На радостях я выложил ему три. Он помог мне переложить игрушки рисовой соломой и подложил на дно мешка старой ваты. В разговоре он упомянул село Баньпуцзы за рекой, где живет старуха Хуан, родом с острова Чандао из Шаньдуна, мастерица вырезок из бумаги по прозвищу «Хуан — волшебные ножницы». Он рассказал, что когда-то она была просватана в эту деревню и в приданое получила сто восемь глиняных фигурок — ста восьми военачальников из Ляншаньбо. Те, кто видел их, говорили, что они выразительнее театральных масок. Старуха Хуан, дорожа ими, никогда не делала с них глиняных копий на продажу. Это были фамильные реликвии, перешедшие ей от предков, у нее на родине они тоже были уникальной редкостью. Услышав про это, я взвалил на спину мешок с глиняными человечками и чуть не бегом припустил к реке. Я перешел ее вброд, легко и весело шлепая по воде и поднимая брызги, похожие на мириады хрустальных цветов.
Когда я отыскал в деревне старуху Хуан, она сначала сказала мне, что я ошибся, и, лишь узнав, что я художник, плача и утирая слезы, поведала, как в дни кампании шестьдесят шестого года члены рабочей группы от народной коммуны силой отобрали у нее эти фигурки и, обругав их «старьем», на глазах у нее разбили их вдребезги.
Это так живо напомнило мне мои собственные невзгоды, что я сразу же почувствовал родственную близость к ней. Она вытащила из сундука небольшую вещицу, вроде керамической пиалы. Это был осколок глиняной фигурки. Единственное, что у нее осталось. И хотя сохранилась всего половина лица, с первого же взгляда я узнал Ши Цяня: вогнутый черепок так и дышал смекалкой и силой. Я с изумлением потирал руки, не смея дотронуться до него. Было совершенно ясно, что в мире могла быть только одна такая коллекция, теперь же нет и ее.
Лицо старухи Хуан все в паутине тонких морщин разгладилось, и она улыбнулась мне. Она подняла спящую на лежанке внучку, откинула циновку и вытащила оттуда матерчатый чехол и лист сложенной черной бумаги.

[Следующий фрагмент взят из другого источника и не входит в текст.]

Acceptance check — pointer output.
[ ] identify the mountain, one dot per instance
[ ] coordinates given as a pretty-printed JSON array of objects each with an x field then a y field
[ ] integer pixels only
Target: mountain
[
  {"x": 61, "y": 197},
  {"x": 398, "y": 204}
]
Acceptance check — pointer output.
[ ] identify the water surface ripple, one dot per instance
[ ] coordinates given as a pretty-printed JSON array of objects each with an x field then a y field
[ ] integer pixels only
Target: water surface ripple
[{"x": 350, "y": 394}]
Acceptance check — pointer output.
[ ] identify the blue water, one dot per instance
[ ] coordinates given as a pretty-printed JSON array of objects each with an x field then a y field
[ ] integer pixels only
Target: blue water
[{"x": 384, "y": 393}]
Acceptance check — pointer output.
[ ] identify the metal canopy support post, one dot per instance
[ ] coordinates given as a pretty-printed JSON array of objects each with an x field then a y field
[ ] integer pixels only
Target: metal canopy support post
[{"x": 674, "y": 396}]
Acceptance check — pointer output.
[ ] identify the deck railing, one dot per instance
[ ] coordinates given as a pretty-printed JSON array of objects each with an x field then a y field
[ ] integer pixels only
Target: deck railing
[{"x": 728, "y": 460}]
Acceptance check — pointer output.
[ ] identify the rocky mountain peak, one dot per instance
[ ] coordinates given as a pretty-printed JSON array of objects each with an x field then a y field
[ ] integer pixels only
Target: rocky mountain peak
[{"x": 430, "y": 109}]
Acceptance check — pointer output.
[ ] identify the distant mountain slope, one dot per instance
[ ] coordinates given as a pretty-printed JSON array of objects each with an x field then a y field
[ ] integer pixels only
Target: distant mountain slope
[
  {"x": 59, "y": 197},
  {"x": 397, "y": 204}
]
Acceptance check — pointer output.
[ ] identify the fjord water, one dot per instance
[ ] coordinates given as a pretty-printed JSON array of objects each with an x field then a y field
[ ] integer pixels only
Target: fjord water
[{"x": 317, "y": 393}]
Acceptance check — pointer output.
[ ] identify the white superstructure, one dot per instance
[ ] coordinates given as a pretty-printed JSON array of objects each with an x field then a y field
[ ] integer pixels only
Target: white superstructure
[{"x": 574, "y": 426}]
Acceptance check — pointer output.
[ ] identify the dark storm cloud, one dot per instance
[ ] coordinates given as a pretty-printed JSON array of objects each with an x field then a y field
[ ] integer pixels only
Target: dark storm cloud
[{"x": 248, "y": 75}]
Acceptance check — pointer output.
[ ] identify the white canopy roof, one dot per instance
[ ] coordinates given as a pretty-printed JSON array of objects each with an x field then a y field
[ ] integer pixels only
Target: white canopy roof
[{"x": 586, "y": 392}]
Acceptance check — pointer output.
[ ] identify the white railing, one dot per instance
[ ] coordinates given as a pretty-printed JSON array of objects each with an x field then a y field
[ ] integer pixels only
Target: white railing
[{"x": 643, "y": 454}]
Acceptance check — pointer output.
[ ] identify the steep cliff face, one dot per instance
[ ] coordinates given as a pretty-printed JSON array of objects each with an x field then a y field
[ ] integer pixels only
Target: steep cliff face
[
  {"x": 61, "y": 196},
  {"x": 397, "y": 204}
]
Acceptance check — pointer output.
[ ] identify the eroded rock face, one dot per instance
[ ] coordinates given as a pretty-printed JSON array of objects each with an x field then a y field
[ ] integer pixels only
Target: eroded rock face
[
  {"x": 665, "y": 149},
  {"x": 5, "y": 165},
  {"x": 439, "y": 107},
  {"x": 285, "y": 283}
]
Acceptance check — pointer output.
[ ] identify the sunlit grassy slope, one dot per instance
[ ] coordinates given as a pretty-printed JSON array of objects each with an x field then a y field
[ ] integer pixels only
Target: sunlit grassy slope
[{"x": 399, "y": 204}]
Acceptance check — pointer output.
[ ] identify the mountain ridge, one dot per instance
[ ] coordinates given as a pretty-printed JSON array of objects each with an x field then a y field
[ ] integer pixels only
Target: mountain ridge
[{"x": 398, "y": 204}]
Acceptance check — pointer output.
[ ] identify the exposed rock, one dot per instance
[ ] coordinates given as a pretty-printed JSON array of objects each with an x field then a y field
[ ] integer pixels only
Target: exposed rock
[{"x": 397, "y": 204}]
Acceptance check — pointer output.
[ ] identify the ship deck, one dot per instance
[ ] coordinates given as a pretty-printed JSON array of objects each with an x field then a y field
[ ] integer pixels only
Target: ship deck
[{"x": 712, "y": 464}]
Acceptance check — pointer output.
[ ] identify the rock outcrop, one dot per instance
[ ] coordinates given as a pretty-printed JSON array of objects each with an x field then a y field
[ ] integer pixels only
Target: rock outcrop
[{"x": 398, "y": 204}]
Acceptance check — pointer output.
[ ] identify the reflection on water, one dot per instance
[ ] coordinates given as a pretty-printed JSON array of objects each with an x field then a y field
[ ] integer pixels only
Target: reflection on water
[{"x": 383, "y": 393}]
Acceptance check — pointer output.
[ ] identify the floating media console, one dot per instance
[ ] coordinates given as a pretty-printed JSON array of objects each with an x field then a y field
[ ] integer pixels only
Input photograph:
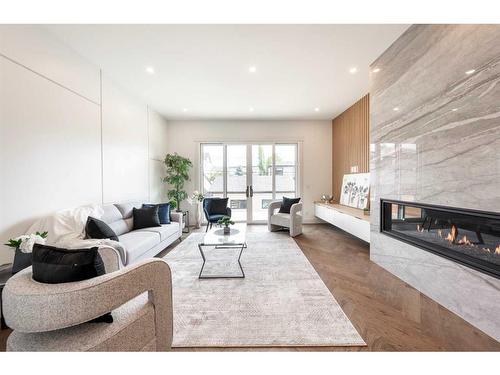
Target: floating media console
[{"x": 351, "y": 220}]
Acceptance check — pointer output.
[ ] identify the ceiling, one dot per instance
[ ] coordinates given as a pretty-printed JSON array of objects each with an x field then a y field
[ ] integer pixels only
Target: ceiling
[{"x": 203, "y": 71}]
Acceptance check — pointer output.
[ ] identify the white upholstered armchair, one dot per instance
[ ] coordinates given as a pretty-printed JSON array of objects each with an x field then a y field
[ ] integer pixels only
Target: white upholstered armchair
[
  {"x": 51, "y": 317},
  {"x": 277, "y": 221}
]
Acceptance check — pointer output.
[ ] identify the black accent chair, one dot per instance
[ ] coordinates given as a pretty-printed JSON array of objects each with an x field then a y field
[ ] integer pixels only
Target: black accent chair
[{"x": 215, "y": 209}]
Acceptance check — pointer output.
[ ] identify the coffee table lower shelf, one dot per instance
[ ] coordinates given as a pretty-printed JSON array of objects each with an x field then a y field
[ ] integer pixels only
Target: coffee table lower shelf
[{"x": 239, "y": 247}]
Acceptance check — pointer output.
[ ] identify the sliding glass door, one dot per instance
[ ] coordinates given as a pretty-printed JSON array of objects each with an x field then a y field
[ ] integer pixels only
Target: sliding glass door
[{"x": 251, "y": 175}]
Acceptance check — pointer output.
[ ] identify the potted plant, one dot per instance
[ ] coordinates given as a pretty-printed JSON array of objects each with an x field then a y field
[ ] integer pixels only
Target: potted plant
[
  {"x": 24, "y": 246},
  {"x": 226, "y": 221},
  {"x": 196, "y": 198},
  {"x": 177, "y": 174}
]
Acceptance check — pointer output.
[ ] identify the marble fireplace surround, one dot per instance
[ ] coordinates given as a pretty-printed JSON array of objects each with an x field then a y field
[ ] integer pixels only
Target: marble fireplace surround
[{"x": 435, "y": 138}]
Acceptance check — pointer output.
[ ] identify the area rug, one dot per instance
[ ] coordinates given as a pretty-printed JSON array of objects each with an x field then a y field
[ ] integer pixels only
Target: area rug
[{"x": 281, "y": 302}]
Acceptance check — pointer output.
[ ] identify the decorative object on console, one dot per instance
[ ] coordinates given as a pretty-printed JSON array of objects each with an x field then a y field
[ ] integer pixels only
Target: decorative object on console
[
  {"x": 146, "y": 217},
  {"x": 325, "y": 198},
  {"x": 163, "y": 211},
  {"x": 53, "y": 265},
  {"x": 355, "y": 190},
  {"x": 196, "y": 199},
  {"x": 24, "y": 246},
  {"x": 226, "y": 222},
  {"x": 177, "y": 174},
  {"x": 98, "y": 229}
]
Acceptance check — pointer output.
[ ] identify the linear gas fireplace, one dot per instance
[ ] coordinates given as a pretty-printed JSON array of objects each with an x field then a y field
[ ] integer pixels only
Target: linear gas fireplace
[{"x": 466, "y": 236}]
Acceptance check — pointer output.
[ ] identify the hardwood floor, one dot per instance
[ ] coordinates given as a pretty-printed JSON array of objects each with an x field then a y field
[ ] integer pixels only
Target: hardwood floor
[{"x": 389, "y": 314}]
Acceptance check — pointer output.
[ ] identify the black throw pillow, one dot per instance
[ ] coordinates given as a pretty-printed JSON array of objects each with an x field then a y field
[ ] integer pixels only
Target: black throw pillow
[
  {"x": 98, "y": 229},
  {"x": 52, "y": 265},
  {"x": 163, "y": 211},
  {"x": 287, "y": 204},
  {"x": 146, "y": 217},
  {"x": 218, "y": 206}
]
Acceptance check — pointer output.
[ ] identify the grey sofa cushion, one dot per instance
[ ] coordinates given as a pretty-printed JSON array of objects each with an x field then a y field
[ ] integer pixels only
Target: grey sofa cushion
[
  {"x": 165, "y": 231},
  {"x": 111, "y": 214},
  {"x": 139, "y": 242},
  {"x": 114, "y": 218},
  {"x": 127, "y": 208},
  {"x": 132, "y": 330}
]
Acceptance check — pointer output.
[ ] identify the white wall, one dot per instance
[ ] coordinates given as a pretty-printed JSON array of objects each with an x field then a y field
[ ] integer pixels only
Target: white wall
[
  {"x": 158, "y": 148},
  {"x": 315, "y": 137},
  {"x": 125, "y": 145},
  {"x": 56, "y": 150}
]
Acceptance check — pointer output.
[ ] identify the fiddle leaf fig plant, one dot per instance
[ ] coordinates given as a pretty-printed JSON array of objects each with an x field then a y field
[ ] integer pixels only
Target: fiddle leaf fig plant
[{"x": 177, "y": 168}]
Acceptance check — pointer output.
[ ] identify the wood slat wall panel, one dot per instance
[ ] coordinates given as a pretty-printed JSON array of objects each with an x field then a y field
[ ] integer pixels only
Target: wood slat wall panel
[{"x": 351, "y": 142}]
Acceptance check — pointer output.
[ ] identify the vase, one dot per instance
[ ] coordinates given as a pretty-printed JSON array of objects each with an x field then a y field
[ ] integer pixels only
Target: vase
[
  {"x": 21, "y": 261},
  {"x": 198, "y": 216}
]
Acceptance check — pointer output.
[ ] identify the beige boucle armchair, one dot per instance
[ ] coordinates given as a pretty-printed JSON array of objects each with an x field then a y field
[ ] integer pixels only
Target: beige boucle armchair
[
  {"x": 293, "y": 220},
  {"x": 51, "y": 317}
]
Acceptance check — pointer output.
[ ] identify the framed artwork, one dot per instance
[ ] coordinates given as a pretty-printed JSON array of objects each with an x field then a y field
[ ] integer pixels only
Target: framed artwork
[{"x": 355, "y": 190}]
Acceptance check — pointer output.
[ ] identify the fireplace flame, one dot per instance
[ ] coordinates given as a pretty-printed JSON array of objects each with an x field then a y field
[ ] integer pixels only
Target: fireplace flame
[
  {"x": 452, "y": 236},
  {"x": 465, "y": 241}
]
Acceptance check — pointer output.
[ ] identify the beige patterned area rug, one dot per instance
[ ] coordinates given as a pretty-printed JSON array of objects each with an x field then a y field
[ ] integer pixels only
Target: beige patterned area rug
[{"x": 281, "y": 302}]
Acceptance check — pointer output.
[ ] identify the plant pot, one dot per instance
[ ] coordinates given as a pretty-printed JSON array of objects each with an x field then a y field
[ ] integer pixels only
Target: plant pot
[
  {"x": 197, "y": 223},
  {"x": 21, "y": 261}
]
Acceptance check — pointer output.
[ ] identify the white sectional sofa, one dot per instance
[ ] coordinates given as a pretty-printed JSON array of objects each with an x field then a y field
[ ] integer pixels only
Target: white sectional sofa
[{"x": 142, "y": 243}]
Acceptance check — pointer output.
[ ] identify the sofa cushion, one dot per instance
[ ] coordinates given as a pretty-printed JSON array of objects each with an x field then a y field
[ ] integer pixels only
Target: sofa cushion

Затем вынула из чехла блестящие ножницы, расправила на столе лист бумаги и сказала мне:
— Я сделаю вам вырезку из бумаги.
Ножницы, поблескивая, быстро задвигались в ее руках. Обрезки бумаги под звонкое щелканье ножниц мелким дождем падали на стол. Она то так, то этак сгибала бумагу, разрезая ее в нескольких местах, и черный лист, словно пойманная ласточка, трепетал в ее руках. Через полчаса она разложила на лежанке вырезку из бумаги величиной примерно в квадратный метр.

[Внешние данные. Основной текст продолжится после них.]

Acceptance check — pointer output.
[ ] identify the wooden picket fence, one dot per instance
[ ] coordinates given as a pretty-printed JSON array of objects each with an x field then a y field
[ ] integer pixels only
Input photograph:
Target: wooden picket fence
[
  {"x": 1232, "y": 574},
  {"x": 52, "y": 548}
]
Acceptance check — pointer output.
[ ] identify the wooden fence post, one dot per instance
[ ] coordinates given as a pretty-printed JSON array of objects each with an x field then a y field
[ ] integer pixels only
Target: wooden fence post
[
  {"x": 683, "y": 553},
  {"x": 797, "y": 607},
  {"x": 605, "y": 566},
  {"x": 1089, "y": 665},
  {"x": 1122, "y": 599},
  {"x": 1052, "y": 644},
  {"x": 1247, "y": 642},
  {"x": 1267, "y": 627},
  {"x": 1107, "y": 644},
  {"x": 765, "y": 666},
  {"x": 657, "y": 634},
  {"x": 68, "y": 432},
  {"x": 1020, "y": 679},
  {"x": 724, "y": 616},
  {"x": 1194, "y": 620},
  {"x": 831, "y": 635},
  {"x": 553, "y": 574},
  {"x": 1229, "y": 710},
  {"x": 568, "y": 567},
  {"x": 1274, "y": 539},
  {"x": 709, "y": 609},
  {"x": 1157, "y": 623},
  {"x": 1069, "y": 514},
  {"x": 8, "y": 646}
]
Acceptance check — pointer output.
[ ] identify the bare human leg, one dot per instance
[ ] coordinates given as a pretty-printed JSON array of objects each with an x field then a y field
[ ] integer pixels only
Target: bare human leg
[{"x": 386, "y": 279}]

— Уже два года не вырезала, руки отвыкли, — пояснила она. — Это называется «золотые рыбки в пруду» [21] .
Я уставился на вырезку, глазам не веря, что с помощью ножниц и бумаги можно изобразить такую диковинную феерическую картину подводного царства со всеми его чудесными обитателями, удивительными тайнами и несметными сокровищами. Просто не укладывалось в голове, что деревенская старуха может так органично и легко, по своему разумению использовать такие сложные средства выражения, как гипербола и метафора, обладать такой художественной фантазией! Переходы линий были естественны и свободны — от тонких, с волосок, до толстых, с коровий хвост. Особенно хороши были жирно-черные узловатые линии, исполненные жизненной силы…
21
Фонетический ребус. На слух можно перевести и как «золото и яшма заполнили дворец». — Прим. перев.